I know I’ve been going on and on about the importance of the handmade in design, but I realized today that I haven’t articulated when and where handmade is appropriate. I believe I have implied that it is always appropriate, but is it? I believe that it is always important. To answer this question, however, I need to digress just a little bit. Before I went back to school, I was a user experience designer at Microsoft working on Visual Studio, a suite of programming tools for software developers. It’s an incredibly complex piece of software, with interesting interaction design problems but little visual design. I think I designed one poster while I was there to promote a scenario I had worked on in the planning phase, and that was about it. Oh, and the logo for IronPython, but even that was mostly my coworker Moneta. My team and I worked on some of the most complicated interactions I’ve every seen, and when we did do new user interface work, it was within the system that we had already designed to keep the software consistent.
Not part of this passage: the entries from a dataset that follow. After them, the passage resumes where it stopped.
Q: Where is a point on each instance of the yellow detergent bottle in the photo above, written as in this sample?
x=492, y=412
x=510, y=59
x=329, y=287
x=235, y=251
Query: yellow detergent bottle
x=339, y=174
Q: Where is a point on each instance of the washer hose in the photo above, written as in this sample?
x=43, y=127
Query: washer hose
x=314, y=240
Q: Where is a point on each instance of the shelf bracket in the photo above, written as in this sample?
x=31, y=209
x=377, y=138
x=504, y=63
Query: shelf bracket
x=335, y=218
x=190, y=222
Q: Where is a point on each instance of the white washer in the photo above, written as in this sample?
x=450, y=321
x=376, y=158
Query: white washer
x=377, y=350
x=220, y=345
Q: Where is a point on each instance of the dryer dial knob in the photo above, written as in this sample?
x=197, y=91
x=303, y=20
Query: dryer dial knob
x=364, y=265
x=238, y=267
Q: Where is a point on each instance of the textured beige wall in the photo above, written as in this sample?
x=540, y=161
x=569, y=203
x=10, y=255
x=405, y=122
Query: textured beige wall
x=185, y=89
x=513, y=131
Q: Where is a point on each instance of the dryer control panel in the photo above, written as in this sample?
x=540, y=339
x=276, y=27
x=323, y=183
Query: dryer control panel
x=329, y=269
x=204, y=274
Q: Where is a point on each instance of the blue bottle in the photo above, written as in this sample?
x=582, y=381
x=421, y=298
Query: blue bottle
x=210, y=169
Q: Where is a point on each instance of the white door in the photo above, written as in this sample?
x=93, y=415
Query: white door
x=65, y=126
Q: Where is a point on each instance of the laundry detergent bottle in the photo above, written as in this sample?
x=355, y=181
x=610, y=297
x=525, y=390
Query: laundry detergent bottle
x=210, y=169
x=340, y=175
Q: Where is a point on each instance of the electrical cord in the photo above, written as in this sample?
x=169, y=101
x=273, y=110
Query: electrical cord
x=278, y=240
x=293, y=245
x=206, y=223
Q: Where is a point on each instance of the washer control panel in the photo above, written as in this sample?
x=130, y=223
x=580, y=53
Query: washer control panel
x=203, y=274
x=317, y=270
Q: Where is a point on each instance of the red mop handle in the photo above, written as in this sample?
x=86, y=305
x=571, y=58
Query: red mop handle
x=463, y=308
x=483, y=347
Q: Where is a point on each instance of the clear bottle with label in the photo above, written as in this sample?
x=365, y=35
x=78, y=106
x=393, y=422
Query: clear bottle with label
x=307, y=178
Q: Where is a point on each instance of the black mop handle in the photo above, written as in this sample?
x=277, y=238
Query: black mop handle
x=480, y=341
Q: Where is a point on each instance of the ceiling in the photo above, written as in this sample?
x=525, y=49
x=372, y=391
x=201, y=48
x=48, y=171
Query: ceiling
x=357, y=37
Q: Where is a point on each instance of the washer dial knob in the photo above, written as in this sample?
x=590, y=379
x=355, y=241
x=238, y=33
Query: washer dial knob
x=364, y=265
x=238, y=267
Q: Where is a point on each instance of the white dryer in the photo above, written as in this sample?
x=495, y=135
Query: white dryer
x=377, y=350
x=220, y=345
Where would handmade elements fit into this project? Should they fit into this project? I’m pretty sure the answer is yes, even though I didn’t think about it at the time. There is a tendency at Microsoft to be feature-centric in design, rather than think about the user’s goals and how they are going to be accomplished. What my team did was amass huge amounts of user research and us designers would create scenarios that would be used to deliver a coherent set of features that actually worked together (I know, novel!). What I liked to do even when we weren’t in the planning phase and I was designing interactions, was to sketch out how the entire experience would look, coming at the functionality from different goals and different spaces in the software. I know, you’re probably thinking, “you told me this long, boring story just to bring up the importance of sketching?” And I proudly say yes. Before I started sketching those experiences out, I would create beautiful, pixel perfect walk-throughs of how the experience would look. The problem was, I was doing it backwards. Instead of sketching first and then creating the correct user flow, I was creating high-fidelity walk-throughs for research. I didn’t realize it at the time, because I thought I had already done my research, but there is something that happens when you are doing visual research by sketching or prototyping, rather than purely informational research, if that makes sense. Long story short, I gave myself tendonitis creating these walk-throughs and was forced, physically to go back to sketching. I found, as any designer does when they start sketching, that I would discover things in the act of sketching. To folks that do sketch, this is the most obvious thing in the world. But I’ve got to tell you, most people in the “real world”—and obviously this is based on the experiences I have had—only sketch when they need to get a visual idea across and not for research purposes.
There are two morals to this story. First, the handmade can be part of the process and still show through in the final product even when it’s a piece of software or a service. Second, it brings to mind one of the most important things I learned last quarter from August de los Reyes, that the fidelity of the prototype should match the fidelity of your thinking.